America's next top role model
Today’s society consists of countless negative depictions of women that are perpetuated by the media.
Reality shows such as “Bad Girls Club” promote cat fights and weave snatching between females, and music videos like “Pour it Up” by Rihanna tell women that it is OK to be half naked and spread your legs in order to make that bread.
With the media being the message and the messenger, we are bombarded on a daily basis with provocative and airbrushed images of women in advertisements, television shows, music videos, and video games.
We need more positive role models in the media today. We need women who encourage, empower and help each other rise above this discrimination that we experience in our society.
The pressure put on women through the media shows that we, as a culture, have a long way to go before gender equality is accomplished.
Chandler Le Francis, president of the Feminist Majority Leadership Alliance at Santa Monica College, is very concerned with the lack of female role models in the media.
“All kinds of women are just completely misrepresented, or not represented at all — even worse when we are talking about race, class and sexual orientation,” she says. “There are ways of progress, and it just reverts back to this terrible sexist portrayal of women.”
This generation is the worst in history because we are the generation without any privacy, and we lack boundaries.

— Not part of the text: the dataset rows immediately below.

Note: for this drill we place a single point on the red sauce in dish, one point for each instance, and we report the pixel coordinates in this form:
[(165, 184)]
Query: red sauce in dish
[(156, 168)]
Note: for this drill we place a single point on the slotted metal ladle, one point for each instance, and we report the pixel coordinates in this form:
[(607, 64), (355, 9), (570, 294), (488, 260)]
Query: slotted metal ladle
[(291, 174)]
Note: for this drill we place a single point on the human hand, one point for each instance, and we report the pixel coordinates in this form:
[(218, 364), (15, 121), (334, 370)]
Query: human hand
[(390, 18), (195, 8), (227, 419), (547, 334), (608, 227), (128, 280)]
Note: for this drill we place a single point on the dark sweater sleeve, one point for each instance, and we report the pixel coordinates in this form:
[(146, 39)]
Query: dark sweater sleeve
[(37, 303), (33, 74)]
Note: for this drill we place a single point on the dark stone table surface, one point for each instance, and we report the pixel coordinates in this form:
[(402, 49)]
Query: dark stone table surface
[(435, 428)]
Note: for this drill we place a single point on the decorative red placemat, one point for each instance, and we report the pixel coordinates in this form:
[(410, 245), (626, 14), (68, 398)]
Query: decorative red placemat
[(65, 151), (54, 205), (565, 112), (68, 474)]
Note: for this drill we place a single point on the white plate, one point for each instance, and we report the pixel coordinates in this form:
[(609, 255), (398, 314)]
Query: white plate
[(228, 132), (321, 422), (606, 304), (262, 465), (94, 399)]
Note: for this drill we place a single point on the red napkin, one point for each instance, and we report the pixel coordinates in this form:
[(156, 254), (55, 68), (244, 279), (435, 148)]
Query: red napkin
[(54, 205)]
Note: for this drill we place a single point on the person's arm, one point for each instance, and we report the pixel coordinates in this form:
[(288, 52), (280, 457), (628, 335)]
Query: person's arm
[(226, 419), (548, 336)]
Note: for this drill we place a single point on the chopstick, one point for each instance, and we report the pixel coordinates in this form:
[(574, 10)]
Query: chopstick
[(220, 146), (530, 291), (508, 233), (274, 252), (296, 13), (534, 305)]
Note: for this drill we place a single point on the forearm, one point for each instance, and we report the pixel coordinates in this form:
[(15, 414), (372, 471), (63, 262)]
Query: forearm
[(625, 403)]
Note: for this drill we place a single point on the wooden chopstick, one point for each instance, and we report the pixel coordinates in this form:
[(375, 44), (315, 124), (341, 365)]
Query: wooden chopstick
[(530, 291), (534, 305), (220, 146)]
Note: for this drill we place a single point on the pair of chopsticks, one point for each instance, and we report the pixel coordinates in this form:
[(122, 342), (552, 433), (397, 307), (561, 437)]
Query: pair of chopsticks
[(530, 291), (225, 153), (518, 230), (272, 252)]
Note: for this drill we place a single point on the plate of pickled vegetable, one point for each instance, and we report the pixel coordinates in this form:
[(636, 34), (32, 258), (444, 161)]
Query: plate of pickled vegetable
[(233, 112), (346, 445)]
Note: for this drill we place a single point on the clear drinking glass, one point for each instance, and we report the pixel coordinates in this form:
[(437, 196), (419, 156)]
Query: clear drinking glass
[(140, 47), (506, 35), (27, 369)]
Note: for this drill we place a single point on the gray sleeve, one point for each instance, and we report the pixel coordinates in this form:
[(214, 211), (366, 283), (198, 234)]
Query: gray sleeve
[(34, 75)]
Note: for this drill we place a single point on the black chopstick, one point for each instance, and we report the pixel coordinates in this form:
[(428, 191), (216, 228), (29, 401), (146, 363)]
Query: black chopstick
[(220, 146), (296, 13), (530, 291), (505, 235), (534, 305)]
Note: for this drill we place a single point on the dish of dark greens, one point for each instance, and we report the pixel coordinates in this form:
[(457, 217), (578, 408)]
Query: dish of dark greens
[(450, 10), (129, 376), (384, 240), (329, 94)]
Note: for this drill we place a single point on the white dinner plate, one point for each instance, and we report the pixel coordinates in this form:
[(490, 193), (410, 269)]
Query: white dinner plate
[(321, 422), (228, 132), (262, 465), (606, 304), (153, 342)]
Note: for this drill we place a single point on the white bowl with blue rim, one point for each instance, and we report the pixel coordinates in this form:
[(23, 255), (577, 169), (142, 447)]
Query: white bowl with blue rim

Growing up as a young woman is not easy in today’s society, especially when women like Kim Kardashian, Miley Cyrus and Nicki Minaj upload provocative images on social media sites, unaware of the damage they inflict to the perception of the modern woman.
What celebrities need to understand is that they are role models with sizable fan bases. Their unscrupulous actions send the wrong message to the younger generations — that you should flaunt and use your body to acquire what you want.
These days, you do not need talent or intelligence to be considered successful.
Le Francis believes that we should focus on changing society before successfully changing the behavior of women.
“When we are looking at media, we should not examine a woman for who they are, or what they do individually,” she says. “We need to examine the system who forces women to do this.”
However, the change must take place within women first. We must take a stand and say no — no to taking off our clothes to get what we want, no to allowing men to rule us through sex and money, and no to fighting and tearing each other apart.
The documentary “Miss Representation” addresses important aspects of how our society and how the media manipulates and slanders women.
Jean Kilbourne, a feminist speaker and author, was featured in the documentary.
“Girls get the message from very early on that what is most important is how they look — that their value, their worth depends on that,” she says in the film. “Boys get the message that this is what is important about girls.”
Women play an important and pivotal role in society that should never be overlooked by our looks. Women need to lead the way and set an example by being our own positive influences and role models.
If you want to see true change in gender relations, then do not watch “Bad Girls Club” or listen to Rihanna. Actions speak louder than words, and women need to act differently if they want to be viewed differently.
With the media being so powerful and influential, women need to take advantage of it by making a change and empowering each other.